But you still get a virtual hug!

THWACK!


----------



## THWACK! (Nov 25, 2010)

MikeyLikesIt said:


> I think aiming at certain corners of the can has an added benefit for those who like to hunt. When shooting at game, you may not have a nice little target, and have to focus on a specific part of the animal and hit it. I heard an archer describe visualizing a red dot on his deer before loosing his arrow. Of course, since SS hunters are probably using head shots I suppose those beady little eyes work just as well as bulls-eyes.


The red spot on the deer is the laser sight - no visualization needed.

THWACK!


----------



## THWACK! (Nov 25, 2010)

gunslingster said:


> The best thing about shooting cans is the sound it makes when you get a nice clean shot. Love shooting cans.

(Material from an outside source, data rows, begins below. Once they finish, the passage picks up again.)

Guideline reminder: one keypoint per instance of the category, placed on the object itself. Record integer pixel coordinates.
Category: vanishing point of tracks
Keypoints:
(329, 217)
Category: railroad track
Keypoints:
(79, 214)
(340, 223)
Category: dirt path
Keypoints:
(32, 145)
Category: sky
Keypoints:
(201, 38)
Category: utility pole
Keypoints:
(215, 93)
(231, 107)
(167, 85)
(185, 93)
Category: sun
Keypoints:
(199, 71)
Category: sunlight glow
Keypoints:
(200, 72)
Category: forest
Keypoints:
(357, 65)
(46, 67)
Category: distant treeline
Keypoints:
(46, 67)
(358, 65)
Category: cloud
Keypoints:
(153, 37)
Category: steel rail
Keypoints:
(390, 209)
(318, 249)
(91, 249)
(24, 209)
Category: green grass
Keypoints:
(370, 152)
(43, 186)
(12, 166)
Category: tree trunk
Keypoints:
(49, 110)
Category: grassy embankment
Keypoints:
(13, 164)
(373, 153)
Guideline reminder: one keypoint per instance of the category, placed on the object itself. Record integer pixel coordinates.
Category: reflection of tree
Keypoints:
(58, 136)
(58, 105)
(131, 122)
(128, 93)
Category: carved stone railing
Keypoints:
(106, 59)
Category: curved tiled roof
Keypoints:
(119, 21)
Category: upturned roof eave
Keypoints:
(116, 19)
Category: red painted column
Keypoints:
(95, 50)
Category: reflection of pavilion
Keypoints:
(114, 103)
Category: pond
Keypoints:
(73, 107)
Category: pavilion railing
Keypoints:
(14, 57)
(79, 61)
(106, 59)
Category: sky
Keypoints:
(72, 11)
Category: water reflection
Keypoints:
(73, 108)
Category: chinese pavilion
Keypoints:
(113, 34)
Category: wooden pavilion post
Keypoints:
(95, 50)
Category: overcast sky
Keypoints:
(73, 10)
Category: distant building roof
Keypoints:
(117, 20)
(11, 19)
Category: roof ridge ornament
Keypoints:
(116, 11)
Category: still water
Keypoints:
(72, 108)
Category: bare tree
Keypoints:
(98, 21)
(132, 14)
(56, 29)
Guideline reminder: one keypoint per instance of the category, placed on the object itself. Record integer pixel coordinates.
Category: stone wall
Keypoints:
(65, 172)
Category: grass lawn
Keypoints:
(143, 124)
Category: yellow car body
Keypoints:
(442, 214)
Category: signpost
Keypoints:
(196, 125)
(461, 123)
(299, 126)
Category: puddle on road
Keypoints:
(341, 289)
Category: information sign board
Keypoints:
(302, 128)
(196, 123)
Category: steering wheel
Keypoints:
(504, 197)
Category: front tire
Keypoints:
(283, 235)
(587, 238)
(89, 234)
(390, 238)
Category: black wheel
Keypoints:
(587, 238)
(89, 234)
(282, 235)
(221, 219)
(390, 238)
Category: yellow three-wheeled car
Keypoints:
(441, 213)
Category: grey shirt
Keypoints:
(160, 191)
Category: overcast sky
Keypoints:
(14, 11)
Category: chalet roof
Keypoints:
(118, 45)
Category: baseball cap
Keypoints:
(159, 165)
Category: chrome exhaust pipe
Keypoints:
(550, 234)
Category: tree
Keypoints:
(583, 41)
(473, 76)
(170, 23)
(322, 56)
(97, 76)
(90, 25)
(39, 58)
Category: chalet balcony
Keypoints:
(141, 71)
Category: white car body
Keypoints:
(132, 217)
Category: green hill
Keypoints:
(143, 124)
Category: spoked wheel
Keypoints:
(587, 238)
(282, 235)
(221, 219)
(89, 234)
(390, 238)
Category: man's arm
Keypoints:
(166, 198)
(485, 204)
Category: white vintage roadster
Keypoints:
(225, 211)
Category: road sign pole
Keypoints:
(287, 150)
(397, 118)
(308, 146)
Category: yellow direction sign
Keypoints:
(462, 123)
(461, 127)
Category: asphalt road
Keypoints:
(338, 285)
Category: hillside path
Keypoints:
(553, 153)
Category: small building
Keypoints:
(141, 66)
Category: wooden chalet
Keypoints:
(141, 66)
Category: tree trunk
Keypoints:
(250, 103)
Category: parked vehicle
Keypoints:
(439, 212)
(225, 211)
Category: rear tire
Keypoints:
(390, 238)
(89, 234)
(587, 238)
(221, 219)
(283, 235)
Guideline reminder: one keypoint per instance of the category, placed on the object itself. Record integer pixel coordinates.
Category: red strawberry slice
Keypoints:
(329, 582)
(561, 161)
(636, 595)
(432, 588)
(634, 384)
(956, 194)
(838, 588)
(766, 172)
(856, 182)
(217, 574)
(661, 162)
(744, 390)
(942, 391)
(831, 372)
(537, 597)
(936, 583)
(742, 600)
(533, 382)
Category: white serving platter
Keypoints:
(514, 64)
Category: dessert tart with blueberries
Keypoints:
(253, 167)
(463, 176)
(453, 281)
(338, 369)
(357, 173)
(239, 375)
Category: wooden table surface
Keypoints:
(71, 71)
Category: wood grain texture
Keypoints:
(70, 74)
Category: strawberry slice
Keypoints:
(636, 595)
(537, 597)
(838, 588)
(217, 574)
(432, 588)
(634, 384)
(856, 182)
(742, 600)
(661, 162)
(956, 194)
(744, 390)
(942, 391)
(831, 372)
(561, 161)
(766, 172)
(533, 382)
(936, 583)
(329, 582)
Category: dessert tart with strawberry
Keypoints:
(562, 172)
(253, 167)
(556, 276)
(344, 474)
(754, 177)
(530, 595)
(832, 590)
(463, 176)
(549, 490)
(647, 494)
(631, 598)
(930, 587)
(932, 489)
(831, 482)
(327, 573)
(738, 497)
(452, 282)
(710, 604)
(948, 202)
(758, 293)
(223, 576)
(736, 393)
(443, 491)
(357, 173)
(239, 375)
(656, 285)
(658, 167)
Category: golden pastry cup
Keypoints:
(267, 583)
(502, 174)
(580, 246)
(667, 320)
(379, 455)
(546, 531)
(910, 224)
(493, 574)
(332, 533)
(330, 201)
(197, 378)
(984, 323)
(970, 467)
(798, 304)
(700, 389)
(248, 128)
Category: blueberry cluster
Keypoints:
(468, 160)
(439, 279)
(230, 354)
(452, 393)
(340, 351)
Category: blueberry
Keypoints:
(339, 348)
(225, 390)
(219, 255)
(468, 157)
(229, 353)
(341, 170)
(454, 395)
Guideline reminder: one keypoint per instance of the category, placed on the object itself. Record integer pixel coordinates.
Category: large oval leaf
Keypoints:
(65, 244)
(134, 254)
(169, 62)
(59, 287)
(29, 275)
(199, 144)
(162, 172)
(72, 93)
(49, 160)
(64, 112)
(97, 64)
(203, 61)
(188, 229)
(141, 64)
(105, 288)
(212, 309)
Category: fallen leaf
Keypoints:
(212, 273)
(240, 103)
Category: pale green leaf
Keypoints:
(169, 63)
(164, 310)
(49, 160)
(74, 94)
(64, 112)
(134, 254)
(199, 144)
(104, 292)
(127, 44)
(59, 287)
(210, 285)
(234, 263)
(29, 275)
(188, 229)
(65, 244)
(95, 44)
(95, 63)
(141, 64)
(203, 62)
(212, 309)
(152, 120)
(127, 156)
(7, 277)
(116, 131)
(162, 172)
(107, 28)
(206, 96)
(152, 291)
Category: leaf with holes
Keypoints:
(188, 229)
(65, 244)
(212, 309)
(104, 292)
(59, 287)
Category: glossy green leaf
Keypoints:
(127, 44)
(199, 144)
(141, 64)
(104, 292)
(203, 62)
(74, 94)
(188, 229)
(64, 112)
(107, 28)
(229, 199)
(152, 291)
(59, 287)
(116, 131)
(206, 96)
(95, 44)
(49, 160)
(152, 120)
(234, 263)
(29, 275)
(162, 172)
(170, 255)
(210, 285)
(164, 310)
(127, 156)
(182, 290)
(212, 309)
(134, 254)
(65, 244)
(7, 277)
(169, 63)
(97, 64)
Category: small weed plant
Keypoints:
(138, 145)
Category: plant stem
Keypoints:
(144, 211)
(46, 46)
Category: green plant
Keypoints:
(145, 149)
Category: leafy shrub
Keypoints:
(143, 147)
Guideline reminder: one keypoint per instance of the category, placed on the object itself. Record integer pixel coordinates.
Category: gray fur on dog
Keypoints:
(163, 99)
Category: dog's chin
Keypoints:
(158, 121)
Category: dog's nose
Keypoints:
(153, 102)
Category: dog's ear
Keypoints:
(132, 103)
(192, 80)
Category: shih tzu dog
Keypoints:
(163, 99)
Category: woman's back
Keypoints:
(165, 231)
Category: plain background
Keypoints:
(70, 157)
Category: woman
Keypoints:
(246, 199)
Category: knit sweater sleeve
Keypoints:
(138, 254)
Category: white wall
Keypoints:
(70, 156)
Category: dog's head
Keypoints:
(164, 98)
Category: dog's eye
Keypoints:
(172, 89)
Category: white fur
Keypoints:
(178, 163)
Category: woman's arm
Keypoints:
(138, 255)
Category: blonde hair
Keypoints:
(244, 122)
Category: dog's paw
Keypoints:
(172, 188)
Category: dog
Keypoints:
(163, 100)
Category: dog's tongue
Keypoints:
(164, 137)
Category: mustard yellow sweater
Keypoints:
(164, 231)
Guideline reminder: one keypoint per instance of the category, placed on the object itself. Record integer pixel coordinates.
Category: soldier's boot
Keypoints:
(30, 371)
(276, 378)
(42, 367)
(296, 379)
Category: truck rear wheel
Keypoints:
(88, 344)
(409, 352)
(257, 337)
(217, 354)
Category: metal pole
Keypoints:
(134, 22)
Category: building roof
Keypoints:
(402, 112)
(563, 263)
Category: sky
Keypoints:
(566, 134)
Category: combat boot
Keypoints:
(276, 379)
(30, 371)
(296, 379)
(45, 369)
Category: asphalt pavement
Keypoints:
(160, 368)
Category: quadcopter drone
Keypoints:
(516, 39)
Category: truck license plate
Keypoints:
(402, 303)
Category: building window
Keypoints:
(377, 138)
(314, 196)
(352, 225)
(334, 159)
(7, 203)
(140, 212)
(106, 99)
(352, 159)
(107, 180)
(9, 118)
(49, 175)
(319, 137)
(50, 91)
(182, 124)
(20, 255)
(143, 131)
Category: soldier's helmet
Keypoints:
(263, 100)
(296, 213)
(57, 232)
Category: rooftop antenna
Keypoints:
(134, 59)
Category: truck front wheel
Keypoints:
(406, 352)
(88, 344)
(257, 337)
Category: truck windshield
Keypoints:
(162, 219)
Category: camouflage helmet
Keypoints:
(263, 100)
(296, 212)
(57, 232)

Tin cans have much better report than aluminum (aluminium for our Brit brothers) cans, and last longer.

Free the tin forests!

THWACK!


----------



## THWACK! (Nov 25, 2010)

Ukprelude said:


> AKA Forgotten said:
> 
> 
> > Don't forget if not tied or hung, multiple distances and also heights
> ...


By the time you finish stepping back 50 feet, the can's already landed on the ground, so why throw it?

THWACK!


----------



## THWACK! (Nov 25, 2010)

Joey Jfive Lujan said:


> I love shooting cans .. and I agree .. they are a good target for sure .. the sound is just great! .. i like to drive in the mountians with my family and just smash every can on the side if the road !! ... well I know what in doing tomorrow ! Lol
> 
> Sent from my SM-G955U using Tapatalk


Then you pick them up for recycling, right?

THWACK!


----------



## THWACK! (Nov 25, 2010)

AKA Forgotten said:


> Don't forget if not tied or hung, multiple distances and also heights


Some laws in some jurisdictions have restrictions re: hangings.

Now, have I ever mentioned my two former wives who got hung up in our marraiges?

THWACK!


----------